This was a little weird, and a lot dumb, Ray thought, but only for a second; all coherent thought fled as Frannie pushed him down on her bed and climbed on top of him.

"How could you?!" She slapped his face with more force than he would have expected from his little sister. She'd gotten bigger since the last time they brawled like this -- about twenty years bigger.

"Frannie --"

"You knew I liked him! How could you!"

"Hey, it's not like you had dibs! Fraser's a free man, he can sleep with whoever he wants!"

"But with you?" Frannie shrieked.

***

Together

He should have known this would happen. Ray pressed the back of his head against the wall and tried to breathe normally. Tried not to make too much noise; tried to make himself invisible. If anyone saw -- if anyone tried to talk to him just then -- he'd lose it completely.

He'd made it through the last few days with his dignity intact, but seeing Fraser laid out like that, wooden box and all, was the metaphorical straw. Suddenly his back was breaking, everything was breaking, and there wasn't enough glue or chiropractors in the world to pull him together again.

***

Worth It

When Kowalski gets in a mood like this, it's usually best to just go with it.

"No way. It's pierogies or nothing. I'm not eating any more of your Italian --"

"Listen, Kowalski --"

"You wanna take this outside? Because I will kick your ass so hard --"

"This is a family grocery store, you ape! Watch your mouth!"

Kowalski, to his limited credit, looks around sheepishly. "Okay, but -- all right? Even Fraser's getting sick of ziti."

Vecchio sighs. Sometimes he wonders if all three of them living together is worth it. "Fine."
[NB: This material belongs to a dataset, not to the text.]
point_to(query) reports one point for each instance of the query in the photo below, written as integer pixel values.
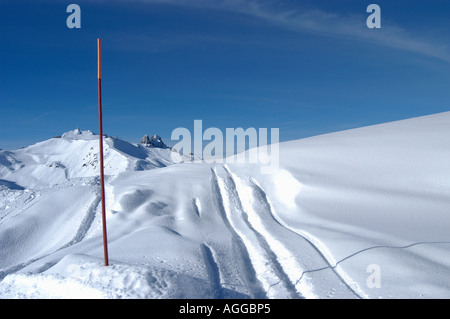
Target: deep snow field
(362, 213)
Kowalski grins, and Vecchio remembers that yeah, it really is.

***

Hands Off

I manage to keep my hands off him till we get to the bedroom, but that's only because I won't let myself even look at him.

When we get inside, it's all I can do to keep from throttling him.

"An entire pizza!" I take my jacket off, fling it across the room. "How is that even possible, huh? Extra cheese! You should be dead from all the fat in that thing!"

He slinks over to me, tail between his legs, giving me a mournful sort of look.

I sigh and reluctantly pat his head. "No, I won't tell Fraser."

***

Unexpected

Fraser was just looking at him, stunned.

"What?!" Ray shouted. No sound appeared to come from his mouth, or from where his mouth had been, but Fraser could hear him as clearly and articulately as he could Diefenbaker.

Ray gesticulated wildly. The effect was somewhat ruined by the fact that he no longer had arms so much as ... flippers. "Jeez, you act like you've never seen a guy get turned into a penguin before."

Fraser cleared his throat, rubbed his eyebrow, cracked his neck, and tugged at the collar of his shirt. "I," he said, and then paused. "Erm. How ...?"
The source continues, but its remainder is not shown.